The trouble with these mantras is that they are ill-informed as they relate to Livingstone and outdated when applied to today's Labour left. For when Blair recites, almost hypnotically, "There will be no return to the Labour party of the early 80s," as his excuse for opposing Livingstone he forgets one vital fact. Livingstone won. Livingstone was winning at one of the most hostile times for Labour this century, when the national party was floundering. What is more, if Labour picked him tomorrow he would romp home again.

This is why his candidacy presents such a problem for New Labour; his very presence challenges the Blairite electoral orthodoxy that only a coalition of middle England and traditional Labour vying for the political centre is capable of winning an election. "Livingstone represents a different route to modernisation of the Labour party," says Hilary Wainwright, the editor of leftwing magazine Red Pepper. "He has shown that it is possible to win elections by bringing together very different electoral forces to those that elected New Labour."

Moreover, when Blair raises the spectre of a return to the early 80s he makes the same mistake the Tories made when trying to discredit him at the last election - he fails to update his rhetoric to combat a reformed opponent.

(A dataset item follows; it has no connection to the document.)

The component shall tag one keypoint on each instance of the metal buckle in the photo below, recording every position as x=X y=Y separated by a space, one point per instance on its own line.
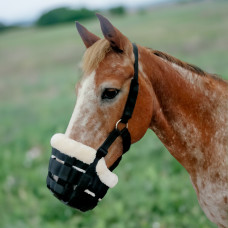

He is attacking the left of the early 80s while the left of the late 90s is starting to make serious headway within the party.

The Labour left of today is far less dominated by Trotskyist sects than it was in the early 80s and hence far less sectarian and dogmatic. Like the broader party, a succession of defeats has forced them to be more strategically sophisticated and has led to the building of some broad-based alliances. Concern over internal party democracy and an apparent abandonment of basic Labour principles has brought together such disparate figures as Roy Hattersley and Dennis Skinner in opposition to the Labour leadership. This has led to some spectacular achievements at party conference in recent years when the rank and file of the party have consistently signalled their discontent at both the party's rightward drift and organisational centralism by voting for the left.

"Most people join the Labour party to change it in some way," said one leftwing MP. "So there are those on the right and the left who feel they have lost the right to influence policy and that their party is being taken away from them."

In 1997 Livingstone beat Mandelson to a place on the national executive committee. Last year the left humiliated the leadership by electing four out of the six members of the Grassroots Alliance to the NEC including Liz Davies, who had been removed as a parliamentary candidate before the last election. This year they elected three. "I voted for them," said one member of the SHA. "I don't know that I'd say I was on the left but I just hate the centralising that is going on within the party. I didn't necessarily agree with them, I just wanted an independent voice."

Herein lies the left's main appeal - a call to defend the party's historical purpose and democratic culture which resonates beyond those who have made clashing with the leadership their life's work. And herein lies Blair's biggest mistake in dealing with them to date.